Tokyo is willing to engage with global financial regulators to develop stricter rules for private digital currencies, three Japanese officials reportedly said, adding that G7 and the G20 group regulators have called for greater regulations for fiat-pegged stablecoins.
“Japan can no longer leave things unattended with global developments over digital currencies moving so rapidly,” one official said.
According to the report, the Japanese Ministry of Finance is allegedly considering increasing staff to pursue its efforts to scrutinize the industry worldwide. The country’s Financial Services Agency (FSA) has reportedly already established a new unit to oversee digital currency regulation.

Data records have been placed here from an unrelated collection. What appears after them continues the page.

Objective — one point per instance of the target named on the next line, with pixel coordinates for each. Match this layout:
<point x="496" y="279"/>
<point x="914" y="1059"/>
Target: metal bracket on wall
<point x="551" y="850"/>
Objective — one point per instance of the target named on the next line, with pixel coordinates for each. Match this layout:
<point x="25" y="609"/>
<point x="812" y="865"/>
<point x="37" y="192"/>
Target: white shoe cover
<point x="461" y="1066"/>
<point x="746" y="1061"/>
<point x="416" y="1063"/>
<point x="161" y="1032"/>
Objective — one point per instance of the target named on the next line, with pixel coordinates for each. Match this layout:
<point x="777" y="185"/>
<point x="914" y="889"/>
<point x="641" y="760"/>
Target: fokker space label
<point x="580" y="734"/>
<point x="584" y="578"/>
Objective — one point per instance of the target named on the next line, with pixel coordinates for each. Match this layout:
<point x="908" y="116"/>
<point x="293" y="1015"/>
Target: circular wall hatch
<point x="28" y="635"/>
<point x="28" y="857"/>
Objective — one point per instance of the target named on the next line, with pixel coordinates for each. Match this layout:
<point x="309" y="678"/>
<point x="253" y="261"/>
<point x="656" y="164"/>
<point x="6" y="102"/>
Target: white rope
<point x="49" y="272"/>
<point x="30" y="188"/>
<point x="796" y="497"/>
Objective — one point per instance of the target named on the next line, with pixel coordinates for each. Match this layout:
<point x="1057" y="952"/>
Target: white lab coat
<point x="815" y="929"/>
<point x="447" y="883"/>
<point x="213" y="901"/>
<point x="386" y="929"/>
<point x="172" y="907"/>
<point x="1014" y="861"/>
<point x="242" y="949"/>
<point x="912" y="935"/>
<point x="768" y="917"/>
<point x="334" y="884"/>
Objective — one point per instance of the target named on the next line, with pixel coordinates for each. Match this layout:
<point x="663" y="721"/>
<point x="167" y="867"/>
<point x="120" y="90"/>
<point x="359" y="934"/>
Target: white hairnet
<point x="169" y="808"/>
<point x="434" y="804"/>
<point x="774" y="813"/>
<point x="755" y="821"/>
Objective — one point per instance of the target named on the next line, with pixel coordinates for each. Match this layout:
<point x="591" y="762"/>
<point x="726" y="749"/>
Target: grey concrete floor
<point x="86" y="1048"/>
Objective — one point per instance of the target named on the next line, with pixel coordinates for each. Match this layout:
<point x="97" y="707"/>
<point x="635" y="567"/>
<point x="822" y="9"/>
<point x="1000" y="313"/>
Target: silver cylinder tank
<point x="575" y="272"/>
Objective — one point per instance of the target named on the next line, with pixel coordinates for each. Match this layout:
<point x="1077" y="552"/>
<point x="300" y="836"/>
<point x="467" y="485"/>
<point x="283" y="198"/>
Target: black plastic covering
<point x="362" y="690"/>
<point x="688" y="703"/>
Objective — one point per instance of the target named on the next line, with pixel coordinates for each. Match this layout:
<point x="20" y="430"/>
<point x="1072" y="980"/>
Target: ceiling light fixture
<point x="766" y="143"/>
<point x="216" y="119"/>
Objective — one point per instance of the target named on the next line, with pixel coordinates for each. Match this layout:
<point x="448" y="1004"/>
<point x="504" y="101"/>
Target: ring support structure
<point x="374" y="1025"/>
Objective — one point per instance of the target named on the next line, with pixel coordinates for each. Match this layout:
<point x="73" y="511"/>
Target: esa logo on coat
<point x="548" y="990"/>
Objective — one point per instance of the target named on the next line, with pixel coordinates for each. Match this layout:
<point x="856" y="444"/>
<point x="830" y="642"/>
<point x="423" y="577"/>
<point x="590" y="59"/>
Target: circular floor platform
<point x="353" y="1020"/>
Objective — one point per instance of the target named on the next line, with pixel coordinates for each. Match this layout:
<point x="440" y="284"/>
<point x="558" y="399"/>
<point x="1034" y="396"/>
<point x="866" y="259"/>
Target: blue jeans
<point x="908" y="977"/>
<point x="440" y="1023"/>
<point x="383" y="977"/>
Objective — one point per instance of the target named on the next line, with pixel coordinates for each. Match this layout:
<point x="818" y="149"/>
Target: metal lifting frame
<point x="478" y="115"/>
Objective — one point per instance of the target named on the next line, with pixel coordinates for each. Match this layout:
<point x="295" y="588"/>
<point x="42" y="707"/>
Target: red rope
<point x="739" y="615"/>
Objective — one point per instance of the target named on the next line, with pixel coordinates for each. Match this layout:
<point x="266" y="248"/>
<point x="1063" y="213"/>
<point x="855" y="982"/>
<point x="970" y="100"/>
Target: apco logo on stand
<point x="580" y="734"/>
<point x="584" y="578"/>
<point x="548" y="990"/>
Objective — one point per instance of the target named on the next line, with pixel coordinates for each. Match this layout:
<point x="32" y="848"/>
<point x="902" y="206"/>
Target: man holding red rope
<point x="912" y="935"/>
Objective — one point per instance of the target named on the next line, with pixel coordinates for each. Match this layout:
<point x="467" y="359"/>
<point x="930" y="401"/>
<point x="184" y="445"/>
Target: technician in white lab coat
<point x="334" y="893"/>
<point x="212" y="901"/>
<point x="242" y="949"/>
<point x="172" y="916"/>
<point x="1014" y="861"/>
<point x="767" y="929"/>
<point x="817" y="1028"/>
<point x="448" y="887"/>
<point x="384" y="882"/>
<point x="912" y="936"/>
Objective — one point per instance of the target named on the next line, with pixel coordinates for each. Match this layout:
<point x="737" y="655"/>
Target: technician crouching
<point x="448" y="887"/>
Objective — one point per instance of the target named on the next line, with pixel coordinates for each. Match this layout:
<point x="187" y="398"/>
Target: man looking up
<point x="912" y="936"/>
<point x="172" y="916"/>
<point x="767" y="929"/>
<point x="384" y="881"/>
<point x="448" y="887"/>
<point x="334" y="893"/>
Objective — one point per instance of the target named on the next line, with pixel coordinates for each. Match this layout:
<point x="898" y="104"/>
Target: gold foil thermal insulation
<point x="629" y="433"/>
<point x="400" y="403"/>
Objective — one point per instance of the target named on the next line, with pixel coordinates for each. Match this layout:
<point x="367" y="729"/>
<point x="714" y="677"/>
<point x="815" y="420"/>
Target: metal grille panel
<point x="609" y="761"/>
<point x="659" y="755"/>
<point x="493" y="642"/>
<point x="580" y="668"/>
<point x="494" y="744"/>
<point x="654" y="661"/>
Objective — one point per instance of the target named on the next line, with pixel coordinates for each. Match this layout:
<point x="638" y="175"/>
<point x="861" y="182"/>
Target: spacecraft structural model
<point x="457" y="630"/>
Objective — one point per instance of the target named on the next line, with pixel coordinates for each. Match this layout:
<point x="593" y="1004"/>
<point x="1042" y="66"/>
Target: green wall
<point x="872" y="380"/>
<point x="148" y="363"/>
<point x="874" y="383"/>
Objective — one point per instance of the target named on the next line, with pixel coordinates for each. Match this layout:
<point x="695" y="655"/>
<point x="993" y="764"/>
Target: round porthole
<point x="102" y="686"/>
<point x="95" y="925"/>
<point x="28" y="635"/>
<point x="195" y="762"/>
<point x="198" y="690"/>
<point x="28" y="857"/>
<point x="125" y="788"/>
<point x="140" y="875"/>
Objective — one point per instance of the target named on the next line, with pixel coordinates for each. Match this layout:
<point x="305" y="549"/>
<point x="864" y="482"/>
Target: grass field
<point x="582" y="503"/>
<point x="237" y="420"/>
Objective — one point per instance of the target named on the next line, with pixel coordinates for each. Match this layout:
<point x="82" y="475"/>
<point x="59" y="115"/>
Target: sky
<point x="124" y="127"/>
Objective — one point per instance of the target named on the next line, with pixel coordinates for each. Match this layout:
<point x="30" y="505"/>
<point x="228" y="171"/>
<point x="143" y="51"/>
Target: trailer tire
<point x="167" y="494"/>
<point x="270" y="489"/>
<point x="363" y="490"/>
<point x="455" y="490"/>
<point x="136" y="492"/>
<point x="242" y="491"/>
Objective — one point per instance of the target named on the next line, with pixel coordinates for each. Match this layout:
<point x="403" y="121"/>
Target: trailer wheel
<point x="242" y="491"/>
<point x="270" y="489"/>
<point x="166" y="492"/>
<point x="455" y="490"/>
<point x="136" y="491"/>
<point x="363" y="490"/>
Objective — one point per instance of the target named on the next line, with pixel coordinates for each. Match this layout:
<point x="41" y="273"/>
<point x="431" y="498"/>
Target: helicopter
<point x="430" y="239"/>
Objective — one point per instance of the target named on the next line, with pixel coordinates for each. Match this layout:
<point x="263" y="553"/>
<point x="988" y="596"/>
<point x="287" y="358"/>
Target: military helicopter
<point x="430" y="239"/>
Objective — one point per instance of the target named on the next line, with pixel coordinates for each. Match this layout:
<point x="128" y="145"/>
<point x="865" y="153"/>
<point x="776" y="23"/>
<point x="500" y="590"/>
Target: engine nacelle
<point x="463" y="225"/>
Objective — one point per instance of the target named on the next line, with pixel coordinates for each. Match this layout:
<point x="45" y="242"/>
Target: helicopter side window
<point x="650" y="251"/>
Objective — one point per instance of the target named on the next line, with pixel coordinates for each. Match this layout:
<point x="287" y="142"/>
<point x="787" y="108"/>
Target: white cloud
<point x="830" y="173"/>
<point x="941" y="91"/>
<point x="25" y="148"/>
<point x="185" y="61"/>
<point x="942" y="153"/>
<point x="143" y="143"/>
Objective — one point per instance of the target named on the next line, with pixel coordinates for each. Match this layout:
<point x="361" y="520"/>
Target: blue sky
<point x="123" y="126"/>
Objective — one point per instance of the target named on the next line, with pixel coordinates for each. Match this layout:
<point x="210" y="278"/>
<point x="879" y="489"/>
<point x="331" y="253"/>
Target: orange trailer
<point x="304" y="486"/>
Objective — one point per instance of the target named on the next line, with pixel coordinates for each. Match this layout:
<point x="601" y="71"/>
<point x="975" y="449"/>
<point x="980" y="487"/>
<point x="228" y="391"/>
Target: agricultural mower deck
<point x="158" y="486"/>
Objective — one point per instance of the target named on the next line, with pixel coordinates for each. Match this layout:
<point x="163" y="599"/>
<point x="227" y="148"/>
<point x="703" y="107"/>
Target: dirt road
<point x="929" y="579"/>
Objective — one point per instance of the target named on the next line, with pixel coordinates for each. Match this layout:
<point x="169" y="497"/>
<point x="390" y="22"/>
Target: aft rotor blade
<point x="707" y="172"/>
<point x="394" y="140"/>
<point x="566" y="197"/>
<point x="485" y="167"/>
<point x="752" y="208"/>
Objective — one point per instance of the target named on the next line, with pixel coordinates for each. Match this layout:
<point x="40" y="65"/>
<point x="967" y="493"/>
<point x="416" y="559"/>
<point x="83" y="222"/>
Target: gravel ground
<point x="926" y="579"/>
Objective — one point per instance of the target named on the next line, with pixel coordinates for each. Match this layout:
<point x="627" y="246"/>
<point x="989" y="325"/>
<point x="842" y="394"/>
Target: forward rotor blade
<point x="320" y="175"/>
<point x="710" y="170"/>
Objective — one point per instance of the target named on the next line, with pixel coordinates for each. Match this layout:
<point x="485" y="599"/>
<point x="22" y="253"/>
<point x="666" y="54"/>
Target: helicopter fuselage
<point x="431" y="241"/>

Launched on July 8, the new FSA unit aims to monitor broader crypto markets and focus on decentralized finance, a blockchain-based form of finance that doesn’t rely on centralized financial intermediaries, the officials said.
The news comes amid the crypto industry, drawing increased attention from global regulators recently. Many authorities particularly caution against stablecoins, a type of cryptocurrency pegged to assets or fiat currencies like the United States dollar. Global central banks have been specifically pushing central bank digital currencies (CBDCs), digital versions of national fiat currencies, to maintain control over money.
United States Federal Reserve Chairman Jerome Powell said Wednesday that a U.S. CBDC would cut the need for private options like Bitcoin (BTC) and stablecoins. Last week, People’s Bank of China deputy governor Fan Yifei argued that the rapid development of private payment systems is “very alarming,” warning that stablecoins pose a serious threat to global financial and settlement systems.